Тоннер снова поразился его интуиции:
– Почему вы решили, что ее отравили?
– Уж больно кстати умерла!
Тоннер вздохнул:
– Вы, как всегда, правы. Ее отравили. И сделала это Ирина Лукинична! Андрей Артемьевич задумал развестить, чтобы жениться на Ольге. Вот Ирина Лукинична и решила отравить сестру, чтобы обвинить Змееву в убийстве! Одним ударом хотела обеих соперниц устранить!
– У вас есть доказательства?
– Вот что я нашел в столике Змеевой! – Илья Андреевич достал из саквояжа склянку с притертой крышкой. – Та самая! Из-под опия! Ирина Лукинична неспроста послала меня за ножницами – она подбросила склянку.
– А почему вы скрыли? Почему не разоблачили Ирину Лукиничну?

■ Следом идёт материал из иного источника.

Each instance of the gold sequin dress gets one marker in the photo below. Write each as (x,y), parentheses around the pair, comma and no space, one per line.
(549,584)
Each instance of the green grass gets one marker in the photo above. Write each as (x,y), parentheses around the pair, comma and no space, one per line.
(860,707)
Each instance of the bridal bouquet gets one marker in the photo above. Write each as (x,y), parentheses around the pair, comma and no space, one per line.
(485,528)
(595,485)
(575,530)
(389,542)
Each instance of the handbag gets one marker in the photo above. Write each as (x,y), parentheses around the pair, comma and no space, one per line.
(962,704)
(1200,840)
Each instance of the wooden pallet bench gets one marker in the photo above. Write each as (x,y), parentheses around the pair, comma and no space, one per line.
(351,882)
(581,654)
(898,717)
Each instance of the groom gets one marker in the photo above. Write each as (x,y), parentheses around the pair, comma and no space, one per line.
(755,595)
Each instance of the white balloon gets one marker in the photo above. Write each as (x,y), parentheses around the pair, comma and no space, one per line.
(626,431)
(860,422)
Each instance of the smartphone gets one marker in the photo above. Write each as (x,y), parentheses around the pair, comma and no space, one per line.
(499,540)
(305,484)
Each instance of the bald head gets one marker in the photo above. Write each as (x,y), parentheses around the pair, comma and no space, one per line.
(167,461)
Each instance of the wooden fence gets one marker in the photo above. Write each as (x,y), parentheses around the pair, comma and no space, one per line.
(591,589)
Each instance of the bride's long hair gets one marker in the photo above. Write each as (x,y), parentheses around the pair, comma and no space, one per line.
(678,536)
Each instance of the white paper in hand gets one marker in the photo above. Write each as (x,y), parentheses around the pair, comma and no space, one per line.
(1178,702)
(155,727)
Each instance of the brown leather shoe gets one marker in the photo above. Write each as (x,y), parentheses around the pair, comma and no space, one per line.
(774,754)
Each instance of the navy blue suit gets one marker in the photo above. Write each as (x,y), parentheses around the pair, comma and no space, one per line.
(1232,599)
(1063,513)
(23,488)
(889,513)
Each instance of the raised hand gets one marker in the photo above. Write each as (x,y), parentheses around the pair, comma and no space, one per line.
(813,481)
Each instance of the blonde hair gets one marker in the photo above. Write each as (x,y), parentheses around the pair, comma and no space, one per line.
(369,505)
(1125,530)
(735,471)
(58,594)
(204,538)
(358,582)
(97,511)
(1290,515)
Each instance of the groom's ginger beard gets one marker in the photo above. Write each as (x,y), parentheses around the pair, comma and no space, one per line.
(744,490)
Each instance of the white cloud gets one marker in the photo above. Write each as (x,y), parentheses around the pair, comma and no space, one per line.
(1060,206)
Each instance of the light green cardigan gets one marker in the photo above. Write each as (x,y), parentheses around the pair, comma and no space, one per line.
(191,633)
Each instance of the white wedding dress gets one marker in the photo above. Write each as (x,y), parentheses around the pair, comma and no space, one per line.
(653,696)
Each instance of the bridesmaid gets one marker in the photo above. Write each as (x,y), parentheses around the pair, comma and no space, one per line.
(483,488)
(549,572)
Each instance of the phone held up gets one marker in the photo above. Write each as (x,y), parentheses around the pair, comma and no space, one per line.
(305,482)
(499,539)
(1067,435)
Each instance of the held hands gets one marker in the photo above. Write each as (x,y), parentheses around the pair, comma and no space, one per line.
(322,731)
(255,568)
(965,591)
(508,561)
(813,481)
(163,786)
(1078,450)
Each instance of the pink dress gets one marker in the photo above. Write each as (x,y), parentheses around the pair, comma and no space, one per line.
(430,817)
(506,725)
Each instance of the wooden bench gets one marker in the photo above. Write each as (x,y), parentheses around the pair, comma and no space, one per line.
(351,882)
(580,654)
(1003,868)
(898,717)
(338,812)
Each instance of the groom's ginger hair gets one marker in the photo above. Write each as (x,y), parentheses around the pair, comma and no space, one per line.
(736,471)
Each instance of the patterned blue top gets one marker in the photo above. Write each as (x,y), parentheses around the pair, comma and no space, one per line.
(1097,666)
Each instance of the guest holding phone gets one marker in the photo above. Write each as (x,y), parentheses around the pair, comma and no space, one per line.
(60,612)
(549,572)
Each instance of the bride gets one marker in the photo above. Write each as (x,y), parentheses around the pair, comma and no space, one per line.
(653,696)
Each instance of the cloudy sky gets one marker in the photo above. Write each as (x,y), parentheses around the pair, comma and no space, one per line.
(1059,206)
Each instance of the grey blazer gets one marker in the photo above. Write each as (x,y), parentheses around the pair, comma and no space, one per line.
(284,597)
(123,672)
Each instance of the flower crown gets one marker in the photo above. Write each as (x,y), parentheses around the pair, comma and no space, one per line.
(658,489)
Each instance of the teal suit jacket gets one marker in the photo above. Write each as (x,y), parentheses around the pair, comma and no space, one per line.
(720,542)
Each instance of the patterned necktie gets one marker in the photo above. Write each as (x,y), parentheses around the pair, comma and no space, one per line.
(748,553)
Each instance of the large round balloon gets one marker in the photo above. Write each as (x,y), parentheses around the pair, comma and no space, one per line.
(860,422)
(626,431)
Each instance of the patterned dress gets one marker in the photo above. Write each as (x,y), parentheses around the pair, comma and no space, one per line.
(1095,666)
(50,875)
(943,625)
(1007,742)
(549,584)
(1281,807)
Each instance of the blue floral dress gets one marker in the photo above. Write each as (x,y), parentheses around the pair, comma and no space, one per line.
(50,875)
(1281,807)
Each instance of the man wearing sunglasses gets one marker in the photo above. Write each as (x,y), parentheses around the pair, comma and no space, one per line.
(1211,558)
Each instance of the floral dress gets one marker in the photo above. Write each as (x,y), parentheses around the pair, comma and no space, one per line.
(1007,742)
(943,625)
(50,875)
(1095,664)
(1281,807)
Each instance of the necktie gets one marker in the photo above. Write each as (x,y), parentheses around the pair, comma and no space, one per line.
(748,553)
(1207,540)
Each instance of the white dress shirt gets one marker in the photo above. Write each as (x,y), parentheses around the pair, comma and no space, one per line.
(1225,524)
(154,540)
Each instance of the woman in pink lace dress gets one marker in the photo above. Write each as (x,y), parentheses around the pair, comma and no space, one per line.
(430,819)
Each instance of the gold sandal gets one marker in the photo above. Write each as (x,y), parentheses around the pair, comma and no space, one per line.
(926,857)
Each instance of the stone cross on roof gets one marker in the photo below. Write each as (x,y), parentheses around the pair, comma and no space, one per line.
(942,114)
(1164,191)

– Полиция могла прийти к другому заключению! Вы ведь знакомы с Яхонтовым?
Угаров отвел взгляд:
– Я как-то не подумал… Что ж! Мне пора!
– Надеюсь, прощаемся не навсегда!
Они обнялись. Карета тронулась. Тоннер долго махал вслед.
Эпилог
> Сторож Макар на Крещение отравился купленной у цыган брагой.
> Борис Львович Шнейдер внезапно вышел в отставку и уехал в провинцию.
> Полина после похорон матери удалилась за границу, где в следующем 1830 году родила сына Матвея. Жила уединенно, посвятив себя его воспитанию. С мужем встречалась редко.
> В 1832 году Юрий Налединский получил долгожданное наследство и, как обещал, выкупил поместье Лаевских, потом отправился путешествовать.
> Ирина Лукинична, так и не сумев расстроить свадьбу Андрея Артемьевича, скончалась следующей зимой.
> Генерал Андрей Лаевский счастливо прожил с Ольгой Змеевой целых десять лет, прижив с ней восемь детей. Своему сыну от первого брака Владимиру ничего в наследство не оставил. Тот был вынужден довольствоваться тетушкиной деревушкой, куда, выйдя в 1845 году в отставку, и удалился.
> Марфуша обосновалась в Рязани, где опять быстро прославилась, на сей раз под именем Матрены. Но разбогатеть не успела – умерла от холеры в 1831 году.
> Пантелейка с отличием окончил Академию художеств и как стипендиат был отправлен в Италию, откуда на родину не вернулся. Ходили слухи, что примкнул к гарибальдийцам.
> Князь Дашкин так кичился своим новым положением, что перестал здороваться с сенаторами. Княгиня Юлия, наоборот, вела себя очень скромно, свою близость с императором не афишировала. Родила еще одного сына, но все наследство князь (умерший в 1840 году) оставил первенцу, справедливо рассудив, что император о другом мальчике позаботится.
> Полковник Киршау оставшуюся жизнь прослужил комендантом маленькой крепости на границе со Швецией.
> После выздоровления Пушков попросил руки и сердца Аглаи Мокиевны, которые она с радостью ему вручила.
> Новый обер-полицмейстер уговорил Яхонтова повременить с пенсией.
> Заслуги Терлецкого оценили – его перевели в Петербург.
> Роос внял совету Угарова и, проведя в России еще пару недель, отправился в Кенигсберг. С российским императором, несмотря на данное обещание, встретиться ему не довелось – после доклада Бенкенштадта государя хватила нервная горячка, от которой он оправился лишь к Рождеству.
> В 1832 году после долгих раздумий император Николай Первый ввел уголовное наказание за мужеложство. Однако применялось оно весьма избирательно…
Памяти немецкой овчарки Мориарти (Мозеса), во время прогулок с которым и был задуман роман.